Documentary, 93 min
Directed by Doug Pray
The floods have got me thinking about water: the great life-giver, the great destroyer. Lao Tzu, the founding Taoist, says that we should emulate water over rock; for the softness of water, which yields infinitely to anything in its path, eventually overcomes and destroys the hardest stone. All life, including ours, is oriented at its root toward a river and the rain, but all rivers and all rain eventually drain into the sea–“that dolphin-torn, that gong-tormented sea,” as Yeats says.
Surfwise, a documentary by Doug Pray, is about the sea—well, about a father that tries to return his family to our primordial condition and find what he calls a “superior state of well-being”—-i.e., surfing. The father, Dorian Paskowitz, spends his early years, in the 1930s and ’40s, fluctuating between surfing and becoming a successful doctor from Stanford. Finding respectability oppressively mediocre, he embarks on several sexual experiments, which culminate in his meeting the love of his life and having nine children with her. It’s not so much that they drop out of society: they never plug in. No school, no money, often no clothes, all 11 putter around the world in a 24-foot camper, surfing and pursuing the perfect life. The first part of the movie is so high-spirited it almost entices you to drop everything and seek the grace you see in the 82-year-old Dorian calmly standing up on his board as the surf swells and foams around him.

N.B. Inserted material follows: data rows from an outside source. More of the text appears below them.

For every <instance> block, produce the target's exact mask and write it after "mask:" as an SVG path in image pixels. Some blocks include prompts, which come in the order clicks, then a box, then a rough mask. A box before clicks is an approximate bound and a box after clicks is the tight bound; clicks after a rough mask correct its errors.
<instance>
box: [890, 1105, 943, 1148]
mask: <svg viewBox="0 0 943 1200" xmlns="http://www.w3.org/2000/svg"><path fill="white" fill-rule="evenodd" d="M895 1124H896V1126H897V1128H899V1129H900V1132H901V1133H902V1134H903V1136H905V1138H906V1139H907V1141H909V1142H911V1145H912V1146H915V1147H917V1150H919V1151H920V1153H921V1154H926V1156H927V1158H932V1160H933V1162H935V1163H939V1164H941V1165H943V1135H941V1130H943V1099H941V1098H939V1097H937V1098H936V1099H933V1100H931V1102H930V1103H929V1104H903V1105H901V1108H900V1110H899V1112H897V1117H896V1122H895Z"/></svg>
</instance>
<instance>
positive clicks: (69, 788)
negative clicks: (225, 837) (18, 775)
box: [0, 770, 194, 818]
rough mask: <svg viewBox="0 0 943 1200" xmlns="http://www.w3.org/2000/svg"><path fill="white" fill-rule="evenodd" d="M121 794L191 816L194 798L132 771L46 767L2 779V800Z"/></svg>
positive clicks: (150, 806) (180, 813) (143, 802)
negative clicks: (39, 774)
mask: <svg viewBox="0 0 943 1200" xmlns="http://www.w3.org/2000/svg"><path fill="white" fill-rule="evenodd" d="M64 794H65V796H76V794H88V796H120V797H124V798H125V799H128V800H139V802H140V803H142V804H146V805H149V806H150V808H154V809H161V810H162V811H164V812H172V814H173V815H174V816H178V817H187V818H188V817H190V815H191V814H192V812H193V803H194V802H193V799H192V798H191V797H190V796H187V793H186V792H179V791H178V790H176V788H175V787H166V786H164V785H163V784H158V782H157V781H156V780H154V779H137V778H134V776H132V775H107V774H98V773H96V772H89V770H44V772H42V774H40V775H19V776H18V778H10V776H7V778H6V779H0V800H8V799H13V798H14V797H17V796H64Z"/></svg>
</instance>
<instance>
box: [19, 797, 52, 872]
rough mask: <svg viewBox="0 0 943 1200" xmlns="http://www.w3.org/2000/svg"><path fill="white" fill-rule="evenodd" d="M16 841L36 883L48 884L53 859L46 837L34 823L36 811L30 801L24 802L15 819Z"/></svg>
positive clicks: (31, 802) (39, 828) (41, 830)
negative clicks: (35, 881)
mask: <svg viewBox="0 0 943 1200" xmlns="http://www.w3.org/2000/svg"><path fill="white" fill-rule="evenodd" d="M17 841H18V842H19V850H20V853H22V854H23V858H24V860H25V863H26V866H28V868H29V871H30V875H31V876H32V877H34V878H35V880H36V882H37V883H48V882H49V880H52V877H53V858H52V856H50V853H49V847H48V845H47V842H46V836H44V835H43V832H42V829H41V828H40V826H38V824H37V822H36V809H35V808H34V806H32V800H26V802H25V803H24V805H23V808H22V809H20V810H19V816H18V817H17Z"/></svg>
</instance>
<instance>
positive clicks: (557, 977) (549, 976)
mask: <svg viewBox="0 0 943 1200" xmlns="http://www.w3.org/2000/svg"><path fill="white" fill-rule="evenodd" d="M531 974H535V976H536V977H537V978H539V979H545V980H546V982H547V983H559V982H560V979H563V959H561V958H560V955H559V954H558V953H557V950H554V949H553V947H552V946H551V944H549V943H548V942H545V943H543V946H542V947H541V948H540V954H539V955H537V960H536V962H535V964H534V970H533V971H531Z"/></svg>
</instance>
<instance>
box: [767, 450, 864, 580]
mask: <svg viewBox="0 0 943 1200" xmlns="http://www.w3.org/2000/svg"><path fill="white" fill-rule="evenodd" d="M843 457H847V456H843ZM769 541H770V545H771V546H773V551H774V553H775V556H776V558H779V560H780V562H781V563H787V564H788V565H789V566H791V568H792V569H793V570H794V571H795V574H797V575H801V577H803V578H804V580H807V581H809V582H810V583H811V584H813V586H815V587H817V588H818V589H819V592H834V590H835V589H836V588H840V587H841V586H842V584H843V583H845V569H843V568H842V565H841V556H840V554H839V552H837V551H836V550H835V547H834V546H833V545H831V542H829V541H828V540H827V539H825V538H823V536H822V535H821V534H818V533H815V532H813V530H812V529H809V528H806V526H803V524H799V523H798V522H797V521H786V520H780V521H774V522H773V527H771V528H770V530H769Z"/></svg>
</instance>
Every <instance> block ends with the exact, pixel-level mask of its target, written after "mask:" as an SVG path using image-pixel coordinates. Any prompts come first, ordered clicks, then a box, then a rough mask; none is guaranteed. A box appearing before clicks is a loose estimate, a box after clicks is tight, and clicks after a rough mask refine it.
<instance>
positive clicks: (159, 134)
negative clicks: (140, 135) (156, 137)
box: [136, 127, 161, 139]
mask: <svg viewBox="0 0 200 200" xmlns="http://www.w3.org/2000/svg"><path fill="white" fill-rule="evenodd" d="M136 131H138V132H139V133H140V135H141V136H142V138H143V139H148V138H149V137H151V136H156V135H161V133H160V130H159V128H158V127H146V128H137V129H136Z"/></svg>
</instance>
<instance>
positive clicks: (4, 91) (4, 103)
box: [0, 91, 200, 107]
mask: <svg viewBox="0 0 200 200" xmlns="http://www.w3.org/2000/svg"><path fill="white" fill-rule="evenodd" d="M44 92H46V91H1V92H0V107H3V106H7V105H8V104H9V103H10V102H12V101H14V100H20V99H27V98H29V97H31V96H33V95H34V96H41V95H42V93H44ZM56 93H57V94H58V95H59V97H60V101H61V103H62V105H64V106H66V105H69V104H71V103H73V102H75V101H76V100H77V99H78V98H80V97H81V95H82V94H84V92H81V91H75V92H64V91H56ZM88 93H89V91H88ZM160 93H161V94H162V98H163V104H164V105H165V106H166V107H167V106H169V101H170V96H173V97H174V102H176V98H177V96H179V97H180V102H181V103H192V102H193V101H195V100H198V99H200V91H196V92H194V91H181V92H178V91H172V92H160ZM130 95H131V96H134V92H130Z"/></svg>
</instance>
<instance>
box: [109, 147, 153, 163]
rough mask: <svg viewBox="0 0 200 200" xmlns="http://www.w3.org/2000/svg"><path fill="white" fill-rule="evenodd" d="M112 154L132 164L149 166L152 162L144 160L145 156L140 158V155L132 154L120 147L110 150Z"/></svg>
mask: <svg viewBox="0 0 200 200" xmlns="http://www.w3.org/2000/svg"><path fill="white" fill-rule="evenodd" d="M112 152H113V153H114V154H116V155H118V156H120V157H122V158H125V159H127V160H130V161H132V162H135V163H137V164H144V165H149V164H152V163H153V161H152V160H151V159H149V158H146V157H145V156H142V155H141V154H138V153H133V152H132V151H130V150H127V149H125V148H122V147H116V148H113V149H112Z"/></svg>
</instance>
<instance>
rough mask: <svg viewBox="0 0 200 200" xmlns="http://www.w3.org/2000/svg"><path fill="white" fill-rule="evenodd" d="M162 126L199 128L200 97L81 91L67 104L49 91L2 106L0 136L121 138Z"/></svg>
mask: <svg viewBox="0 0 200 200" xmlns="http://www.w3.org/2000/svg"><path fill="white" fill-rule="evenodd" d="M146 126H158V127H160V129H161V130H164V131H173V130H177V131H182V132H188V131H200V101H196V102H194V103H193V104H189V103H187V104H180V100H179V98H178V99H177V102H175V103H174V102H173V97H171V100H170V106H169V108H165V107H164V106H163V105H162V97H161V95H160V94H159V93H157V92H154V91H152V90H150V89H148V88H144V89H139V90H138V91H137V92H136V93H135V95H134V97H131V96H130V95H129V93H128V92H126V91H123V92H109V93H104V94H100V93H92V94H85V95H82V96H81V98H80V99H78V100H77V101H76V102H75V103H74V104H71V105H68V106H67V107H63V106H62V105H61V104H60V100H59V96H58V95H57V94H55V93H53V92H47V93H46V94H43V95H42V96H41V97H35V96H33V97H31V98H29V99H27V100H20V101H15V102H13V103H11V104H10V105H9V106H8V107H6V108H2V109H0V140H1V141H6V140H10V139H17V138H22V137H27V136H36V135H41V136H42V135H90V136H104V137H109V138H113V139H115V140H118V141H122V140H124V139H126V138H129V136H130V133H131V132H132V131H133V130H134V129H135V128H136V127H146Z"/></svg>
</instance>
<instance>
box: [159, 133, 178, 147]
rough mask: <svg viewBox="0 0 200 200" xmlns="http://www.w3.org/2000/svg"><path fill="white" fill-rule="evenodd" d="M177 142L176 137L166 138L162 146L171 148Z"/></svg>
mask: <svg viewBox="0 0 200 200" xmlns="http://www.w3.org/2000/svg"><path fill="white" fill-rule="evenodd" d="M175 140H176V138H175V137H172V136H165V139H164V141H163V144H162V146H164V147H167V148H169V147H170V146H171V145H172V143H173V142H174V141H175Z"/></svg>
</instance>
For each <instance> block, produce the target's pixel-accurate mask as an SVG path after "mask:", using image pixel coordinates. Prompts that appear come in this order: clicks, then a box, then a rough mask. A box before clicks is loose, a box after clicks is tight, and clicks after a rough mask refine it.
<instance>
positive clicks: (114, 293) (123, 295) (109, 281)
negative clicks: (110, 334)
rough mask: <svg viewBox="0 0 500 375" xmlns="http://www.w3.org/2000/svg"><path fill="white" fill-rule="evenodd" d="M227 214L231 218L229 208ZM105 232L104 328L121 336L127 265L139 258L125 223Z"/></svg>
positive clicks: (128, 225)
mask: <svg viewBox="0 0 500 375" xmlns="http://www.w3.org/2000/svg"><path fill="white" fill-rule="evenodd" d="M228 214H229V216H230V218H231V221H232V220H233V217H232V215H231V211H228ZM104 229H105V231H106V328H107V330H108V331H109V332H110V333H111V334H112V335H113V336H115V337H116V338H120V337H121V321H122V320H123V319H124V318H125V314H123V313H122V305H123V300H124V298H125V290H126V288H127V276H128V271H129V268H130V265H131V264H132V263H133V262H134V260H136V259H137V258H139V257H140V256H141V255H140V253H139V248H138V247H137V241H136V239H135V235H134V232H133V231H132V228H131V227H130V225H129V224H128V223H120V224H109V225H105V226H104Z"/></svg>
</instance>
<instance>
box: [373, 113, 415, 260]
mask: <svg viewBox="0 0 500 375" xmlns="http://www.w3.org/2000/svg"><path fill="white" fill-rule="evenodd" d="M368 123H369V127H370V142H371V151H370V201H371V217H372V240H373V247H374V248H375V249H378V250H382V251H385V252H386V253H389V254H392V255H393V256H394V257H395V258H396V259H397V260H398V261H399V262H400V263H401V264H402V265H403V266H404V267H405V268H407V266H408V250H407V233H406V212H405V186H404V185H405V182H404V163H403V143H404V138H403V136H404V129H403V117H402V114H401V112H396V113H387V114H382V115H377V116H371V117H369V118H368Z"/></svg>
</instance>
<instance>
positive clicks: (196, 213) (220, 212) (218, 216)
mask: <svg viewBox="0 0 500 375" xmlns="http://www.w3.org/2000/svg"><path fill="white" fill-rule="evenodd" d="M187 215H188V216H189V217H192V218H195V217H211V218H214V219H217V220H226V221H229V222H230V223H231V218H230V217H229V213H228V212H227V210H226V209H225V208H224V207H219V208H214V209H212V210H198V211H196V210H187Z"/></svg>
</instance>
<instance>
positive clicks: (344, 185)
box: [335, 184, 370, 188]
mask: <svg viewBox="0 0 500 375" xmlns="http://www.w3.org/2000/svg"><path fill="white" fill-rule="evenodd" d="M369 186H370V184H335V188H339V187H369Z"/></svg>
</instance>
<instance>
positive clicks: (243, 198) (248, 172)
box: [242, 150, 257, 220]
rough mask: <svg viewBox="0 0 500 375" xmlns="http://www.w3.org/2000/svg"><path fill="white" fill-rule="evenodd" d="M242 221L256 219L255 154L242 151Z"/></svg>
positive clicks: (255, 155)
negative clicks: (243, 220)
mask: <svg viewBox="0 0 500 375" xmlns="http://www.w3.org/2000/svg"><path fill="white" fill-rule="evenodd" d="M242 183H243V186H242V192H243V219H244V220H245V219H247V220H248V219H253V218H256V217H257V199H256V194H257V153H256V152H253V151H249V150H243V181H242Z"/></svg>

But you soon realize that this family is not simply a band of hippie Huck Finns. If anything, Dorian resembles an Old Testament patriarch; and his children suffer and sometimes flourish under his almost-prophetic power. Maybe it’s just the recent flood, but watching the children talk about being cramped in their camper, nightly forced to hear their parents raucous love-making, I found myself in a reverie about what Noah’s children must have endured. No wonder we’re so screwed up.
Doug Pray does a good job of gradually complicating the situation: almost without noticing, the children’s ecstatic memories of riding the perfect wave dissolve into revelations about how long they’ve been estranged from their parents; or, in one case, of the oldest son—now in his 50s—breaking into a teen’s heavy metal lyrics of rage against his father. The fact is that the tyrannical impulse almost invariably accompanies the Utopian drive-—the great dream of always riding atop the wave and never crashing. I think some will come away from the movie hankering to ride the sea swells of life; but many, like myself, will begin to see the immense, accumulated wisdom in our mediocre respectability beside a river.
The conclusion of the movie-—I’m not spoiling anything by telling you they’re all reunited in the end-—is too easily achieved. But maybe that’s as it should be, for as the movie shows the parents embracing their children, we’ve been instructed to see the dreams and anger sharking underneath the tranquil surface. Come to think of it, the Paskowitzes aren’t that extraordinary.